Yes, bravery is risky indeed. But that led me to ask myself, What does it take to be brave? What does bravery look like for a commoner like me, someone not in a war zone or surviving poverty or battling illness?

What I figured out is that sometimes bravery is simply starting.

Starting what? Starting anything. For I've found that the start is the most daunting. To start something is to state an intention, to clearly indicate that you want something and that you're going after it. To start means to finish or fail. It means that a pursuit has begun. And that means risk.

Start a book. Open its cover and read 5 pages. Now you're in. The book was safer on the shelf, or in the Barnes and Noble bag, harmlessly stiff in its unopened state, it boldly proclaimed you a book lover with noble intentions. But once you start, you can only keep reading, page by page, or face the prospect of admitting that you just didn't have it in you to finish something as simple as a book, especially a book that you yourself picked out.

Start a conversation. Perhaps with someone you don't know. You want risky business, then open the floodgates to that unpredictable scenario. You might have a friend for life, an annoying footnote to your day, or perhaps one more person in the world that you begin liking but who ultimately will end up letting you down in one way or another. One you start, though, you're in. You've sacrificed your silence for the unknown.

Start a reconciliation. Be the spouse to say "I'm sorry." Or just start by crossing that unspoken, invisible barrier, the barrier of touch, or the barrier of eye contact, those silly walls we put up in the middle of a fight to indicate that while we may be done arguing, I still will not submit or relent in my position. Risk losing the fight to win the war.
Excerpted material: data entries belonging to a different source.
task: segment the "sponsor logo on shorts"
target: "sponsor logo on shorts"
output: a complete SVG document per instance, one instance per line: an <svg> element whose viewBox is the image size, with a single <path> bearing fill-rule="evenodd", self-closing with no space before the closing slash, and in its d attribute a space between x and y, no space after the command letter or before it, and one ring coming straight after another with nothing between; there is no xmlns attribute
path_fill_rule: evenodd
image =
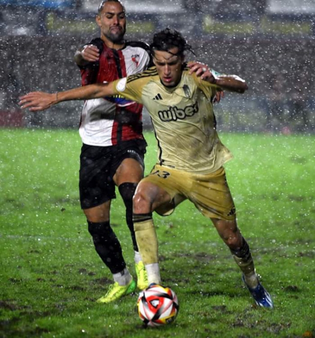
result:
<svg viewBox="0 0 315 338"><path fill-rule="evenodd" d="M198 102L196 102L192 105L187 105L184 109L181 109L175 106L170 107L167 110L162 110L158 112L158 114L161 120L163 122L169 121L177 121L177 120L183 120L186 117L193 116L199 111Z"/></svg>
<svg viewBox="0 0 315 338"><path fill-rule="evenodd" d="M229 213L227 214L228 216L232 216L234 215L235 215L235 213L236 212L236 209L235 209L235 207L234 206L230 210Z"/></svg>
<svg viewBox="0 0 315 338"><path fill-rule="evenodd" d="M171 174L169 172L165 172L164 170L160 171L160 170L157 170L153 173L151 173L151 175L156 175L161 178L167 178Z"/></svg>

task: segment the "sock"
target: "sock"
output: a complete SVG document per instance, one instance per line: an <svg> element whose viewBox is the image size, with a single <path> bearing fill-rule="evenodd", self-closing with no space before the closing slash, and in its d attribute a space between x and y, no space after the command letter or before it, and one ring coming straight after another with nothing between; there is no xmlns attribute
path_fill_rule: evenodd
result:
<svg viewBox="0 0 315 338"><path fill-rule="evenodd" d="M113 278L114 281L117 282L121 286L128 285L132 278L127 267L120 272L113 273Z"/></svg>
<svg viewBox="0 0 315 338"><path fill-rule="evenodd" d="M249 250L249 246L243 238L243 244L239 249L230 249L233 258L244 274L247 285L254 288L258 285L258 277L256 273L254 261Z"/></svg>
<svg viewBox="0 0 315 338"><path fill-rule="evenodd" d="M160 275L160 268L158 263L154 263L152 264L145 265L145 269L148 273L148 280L149 285L152 283L156 284L161 285L161 276Z"/></svg>
<svg viewBox="0 0 315 338"><path fill-rule="evenodd" d="M135 251L135 263L137 264L142 260L140 252L137 251Z"/></svg>
<svg viewBox="0 0 315 338"><path fill-rule="evenodd" d="M157 237L152 213L134 214L133 218L136 239L143 264L158 263Z"/></svg>

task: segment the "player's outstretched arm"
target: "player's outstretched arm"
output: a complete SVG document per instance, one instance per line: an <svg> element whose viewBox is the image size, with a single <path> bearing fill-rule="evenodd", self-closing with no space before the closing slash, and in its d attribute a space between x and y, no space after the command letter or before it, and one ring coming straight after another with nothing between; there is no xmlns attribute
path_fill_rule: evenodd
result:
<svg viewBox="0 0 315 338"><path fill-rule="evenodd" d="M237 75L216 74L207 66L198 62L189 62L187 66L191 69L191 74L195 72L200 78L222 89L243 93L248 89L245 80Z"/></svg>
<svg viewBox="0 0 315 338"><path fill-rule="evenodd" d="M95 83L78 87L64 92L50 94L45 92L32 92L20 97L22 108L29 108L32 112L48 109L64 101L88 100L110 96L114 94L112 82Z"/></svg>

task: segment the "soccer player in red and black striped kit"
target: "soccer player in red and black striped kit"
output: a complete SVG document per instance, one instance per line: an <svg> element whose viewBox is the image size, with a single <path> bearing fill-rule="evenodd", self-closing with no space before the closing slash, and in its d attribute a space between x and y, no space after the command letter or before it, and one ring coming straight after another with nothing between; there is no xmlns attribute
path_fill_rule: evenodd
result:
<svg viewBox="0 0 315 338"><path fill-rule="evenodd" d="M75 60L81 84L111 82L141 72L150 66L149 46L124 40L125 9L119 0L104 0L96 17L100 38L77 51ZM133 291L136 282L129 272L119 241L110 221L115 186L126 208L126 221L135 251L137 286L148 287L146 273L136 242L132 220L132 198L143 177L146 146L142 135L142 105L122 97L88 100L83 107L79 133L83 143L80 157L81 207L87 217L95 249L113 274L114 283L102 303L115 301Z"/></svg>

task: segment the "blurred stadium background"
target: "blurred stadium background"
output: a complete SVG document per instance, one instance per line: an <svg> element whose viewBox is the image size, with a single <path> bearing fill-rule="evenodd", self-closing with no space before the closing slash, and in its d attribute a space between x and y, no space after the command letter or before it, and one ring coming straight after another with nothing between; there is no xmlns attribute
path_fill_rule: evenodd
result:
<svg viewBox="0 0 315 338"><path fill-rule="evenodd" d="M21 111L18 96L77 87L76 50L99 35L100 0L0 0L0 126L77 128L80 101ZM246 79L216 107L223 131L313 133L314 0L122 0L129 40L180 30L198 59ZM145 128L150 128L148 114Z"/></svg>

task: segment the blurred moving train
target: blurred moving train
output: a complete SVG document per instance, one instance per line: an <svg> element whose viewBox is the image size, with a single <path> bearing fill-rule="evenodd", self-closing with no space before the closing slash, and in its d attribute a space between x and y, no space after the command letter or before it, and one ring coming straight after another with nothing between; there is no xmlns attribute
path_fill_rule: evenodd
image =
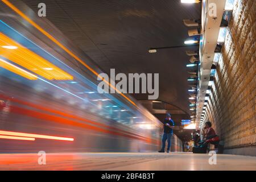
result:
<svg viewBox="0 0 256 182"><path fill-rule="evenodd" d="M161 122L129 95L98 93L101 72L22 2L0 1L0 152L158 150Z"/></svg>

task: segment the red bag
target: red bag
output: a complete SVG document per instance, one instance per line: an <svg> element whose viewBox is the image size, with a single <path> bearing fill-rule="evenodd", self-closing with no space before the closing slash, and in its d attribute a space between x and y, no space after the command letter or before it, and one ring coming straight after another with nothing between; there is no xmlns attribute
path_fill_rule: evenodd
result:
<svg viewBox="0 0 256 182"><path fill-rule="evenodd" d="M220 138L218 137L218 136L214 136L213 138L212 138L211 139L207 140L205 141L205 142L206 143L209 143L209 142L218 142L218 141L220 141Z"/></svg>

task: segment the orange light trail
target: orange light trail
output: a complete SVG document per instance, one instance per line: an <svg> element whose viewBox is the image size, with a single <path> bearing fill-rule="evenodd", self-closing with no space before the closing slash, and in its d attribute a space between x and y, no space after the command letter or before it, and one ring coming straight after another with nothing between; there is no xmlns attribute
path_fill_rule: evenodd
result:
<svg viewBox="0 0 256 182"><path fill-rule="evenodd" d="M19 133L19 132L13 132L9 131L2 131L0 130L0 135L10 135L10 136L22 136L22 138L43 138L48 139L52 140L65 140L65 141L73 141L74 139L72 138L66 138L66 137L60 137L60 136L55 136L50 135L39 135L34 134L25 133Z"/></svg>
<svg viewBox="0 0 256 182"><path fill-rule="evenodd" d="M2 59L0 59L0 67L29 80L36 80L38 78L36 76Z"/></svg>
<svg viewBox="0 0 256 182"><path fill-rule="evenodd" d="M129 101L130 103L131 103L133 105L137 107L138 109L139 107L130 98L126 97L125 94L121 93L119 90L117 89L112 84L110 84L108 81L106 81L105 79L103 79L102 77L101 77L95 70L92 68L90 66L89 66L87 64L85 63L81 59L80 59L78 56L75 55L73 52L69 51L67 48L66 48L64 45L63 45L60 42L59 42L57 39L56 39L54 37L53 37L51 34L45 31L43 28L42 28L39 25L36 24L35 22L31 20L30 18L28 18L27 15L26 15L23 13L22 13L20 10L19 10L18 8L16 8L14 5L11 3L7 0L2 0L2 1L5 3L7 6L8 6L10 9L16 12L18 14L19 14L20 16L26 20L28 23L32 24L35 28L38 29L39 31L40 31L43 34L46 36L48 38L53 42L55 44L59 46L60 48L61 48L63 50L64 50L67 53L68 53L72 57L75 58L77 61L85 66L87 69L88 69L90 71L91 71L93 74L96 75L97 77L100 78L102 80L103 80L105 82L108 84L111 88L114 89L117 92L120 94L122 97L125 98L127 101Z"/></svg>
<svg viewBox="0 0 256 182"><path fill-rule="evenodd" d="M12 46L16 49L5 48ZM2 56L48 80L73 80L73 77L48 60L0 32L0 54ZM13 70L13 67L12 67ZM14 72L16 73L16 71ZM23 75L24 75L24 72Z"/></svg>
<svg viewBox="0 0 256 182"><path fill-rule="evenodd" d="M10 139L13 140L31 140L31 141L34 141L35 140L35 138L20 137L20 136L7 136L1 135L0 135L0 138Z"/></svg>

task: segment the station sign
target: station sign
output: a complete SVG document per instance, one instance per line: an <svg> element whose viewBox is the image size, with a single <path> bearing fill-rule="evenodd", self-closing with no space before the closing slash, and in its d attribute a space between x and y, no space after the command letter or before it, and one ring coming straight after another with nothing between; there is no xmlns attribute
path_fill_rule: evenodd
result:
<svg viewBox="0 0 256 182"><path fill-rule="evenodd" d="M181 119L181 125L187 125L191 124L191 119Z"/></svg>

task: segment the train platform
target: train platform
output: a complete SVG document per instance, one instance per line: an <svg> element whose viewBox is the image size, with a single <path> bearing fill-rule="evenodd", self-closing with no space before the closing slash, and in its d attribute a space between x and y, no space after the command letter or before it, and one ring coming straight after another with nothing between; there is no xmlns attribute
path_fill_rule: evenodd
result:
<svg viewBox="0 0 256 182"><path fill-rule="evenodd" d="M205 171L256 170L256 157L191 152L104 152L47 154L39 164L38 154L0 154L0 170Z"/></svg>

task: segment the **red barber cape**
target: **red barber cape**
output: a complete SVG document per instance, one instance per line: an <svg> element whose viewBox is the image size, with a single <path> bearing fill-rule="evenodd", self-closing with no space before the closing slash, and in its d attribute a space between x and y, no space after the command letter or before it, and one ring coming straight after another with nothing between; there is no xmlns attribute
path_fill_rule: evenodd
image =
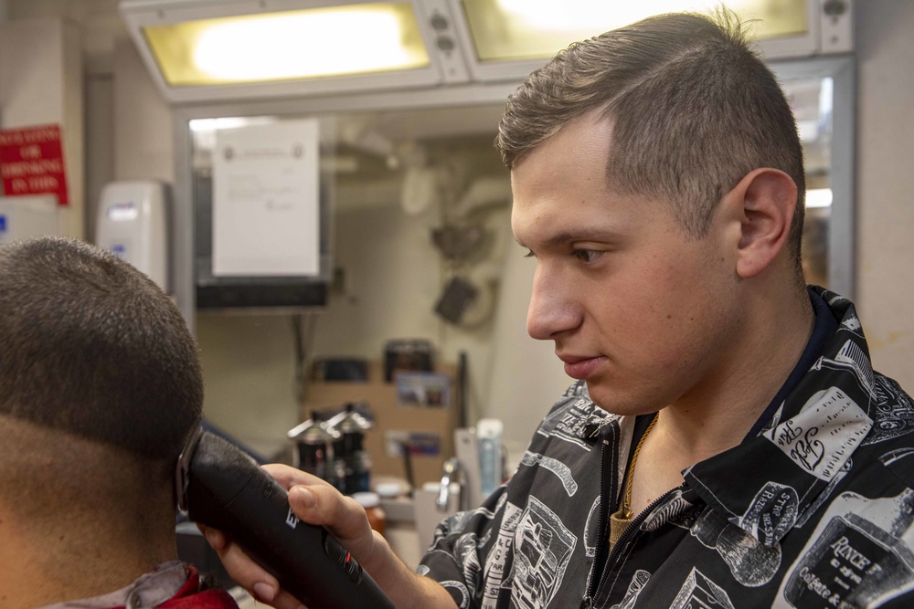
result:
<svg viewBox="0 0 914 609"><path fill-rule="evenodd" d="M205 590L199 592L200 573L195 567L187 565L187 581L177 593L155 609L238 609L238 604L225 590ZM125 609L123 605L112 609Z"/></svg>

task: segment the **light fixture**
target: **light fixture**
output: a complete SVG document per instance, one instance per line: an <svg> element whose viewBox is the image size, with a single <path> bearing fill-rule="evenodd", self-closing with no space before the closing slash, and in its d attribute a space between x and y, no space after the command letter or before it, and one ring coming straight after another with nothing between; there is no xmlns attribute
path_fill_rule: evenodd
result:
<svg viewBox="0 0 914 609"><path fill-rule="evenodd" d="M143 33L171 86L365 74L430 62L408 3L198 19Z"/></svg>
<svg viewBox="0 0 914 609"><path fill-rule="evenodd" d="M519 82L571 42L711 0L122 0L173 102ZM768 58L851 50L852 0L725 0Z"/></svg>

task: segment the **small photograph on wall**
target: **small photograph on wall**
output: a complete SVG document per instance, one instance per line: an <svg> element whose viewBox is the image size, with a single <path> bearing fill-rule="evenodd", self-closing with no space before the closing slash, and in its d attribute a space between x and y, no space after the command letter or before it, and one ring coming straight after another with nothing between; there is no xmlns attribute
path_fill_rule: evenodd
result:
<svg viewBox="0 0 914 609"><path fill-rule="evenodd" d="M397 383L397 403L400 406L451 406L451 378L447 374L399 372L395 374L394 382Z"/></svg>

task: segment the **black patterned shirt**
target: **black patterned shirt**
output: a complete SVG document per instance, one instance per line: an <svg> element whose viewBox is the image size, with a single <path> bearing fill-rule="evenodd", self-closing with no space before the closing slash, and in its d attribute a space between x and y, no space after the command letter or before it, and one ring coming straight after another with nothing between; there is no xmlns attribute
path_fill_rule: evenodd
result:
<svg viewBox="0 0 914 609"><path fill-rule="evenodd" d="M511 479L439 525L419 572L462 609L914 607L914 404L873 371L853 304L812 298L834 323L804 373L611 551L605 524L649 417L610 415L579 382Z"/></svg>

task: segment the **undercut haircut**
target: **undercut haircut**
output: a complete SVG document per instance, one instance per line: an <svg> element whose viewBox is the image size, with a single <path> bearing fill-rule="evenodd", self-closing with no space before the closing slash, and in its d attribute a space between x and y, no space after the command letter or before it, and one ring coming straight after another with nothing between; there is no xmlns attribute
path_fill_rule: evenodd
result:
<svg viewBox="0 0 914 609"><path fill-rule="evenodd" d="M508 97L495 147L511 169L591 112L611 122L611 187L670 205L691 238L707 234L717 202L751 171L789 175L798 194L788 247L803 285L796 121L732 13L662 15L571 45Z"/></svg>
<svg viewBox="0 0 914 609"><path fill-rule="evenodd" d="M202 408L197 343L149 278L76 239L0 246L0 414L174 465Z"/></svg>

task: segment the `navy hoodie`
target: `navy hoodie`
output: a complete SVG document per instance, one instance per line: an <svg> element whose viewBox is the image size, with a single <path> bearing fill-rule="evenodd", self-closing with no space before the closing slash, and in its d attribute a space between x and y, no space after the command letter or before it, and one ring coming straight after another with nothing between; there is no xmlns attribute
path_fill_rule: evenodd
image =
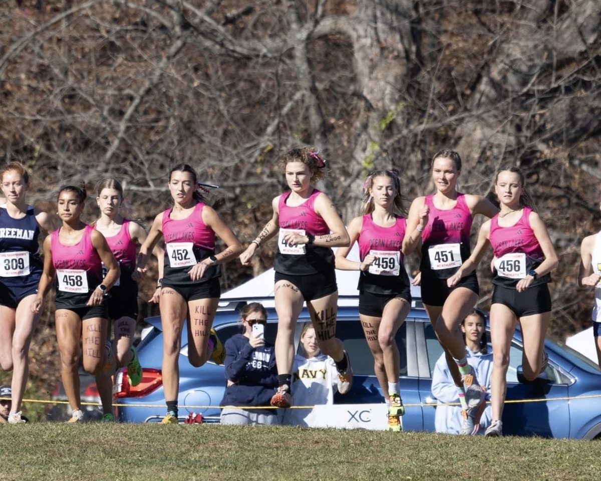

Start to quit. Whatever you do that you don't want to do, knock it off, shut it off, leave it alone, or say no. Just this once.

Start exercising regularly. Or losing weight. Or praying. It's easy to want those things. It's easy to dabble in those, saying that you're trying them out. But to actually start, to have a path and a destination drawn out and then to do the Day 1 requirements, whatever they may be, that's to say that wanting and doing are not the same and that you are a doer.

Starting to write this blog post required about as much bravery as I could muster tonight. To start it meant that I had to find something, go somewhere in my writing. It required that I not let the gaping hole in my thinking after the second paragraph derail me, that I not let my recent lack of writing productivity keep me from hammering away at the keys, required that I get words down and click "Publish" and risk that those words are no good at all, that they are, in fact, as bad and as stilted as they feel while I laboriously type one word, then another, then delete, then another. Starting was the hardest part. It was a commitment. And I'm glad I did.

Jenn also said in the speech that you've got to arm yourself with whatever it takes in order to be brave - a lucky shirt, your grandfather's watch, the encouragement of friends, a picture. Take whatever it is you're going to need to do that thing you want so badly to do and that also scares the hell out of you. Get armed, however big or small that act may be. But then start. Take one step. Because then you'll have no other choice but to keep walking.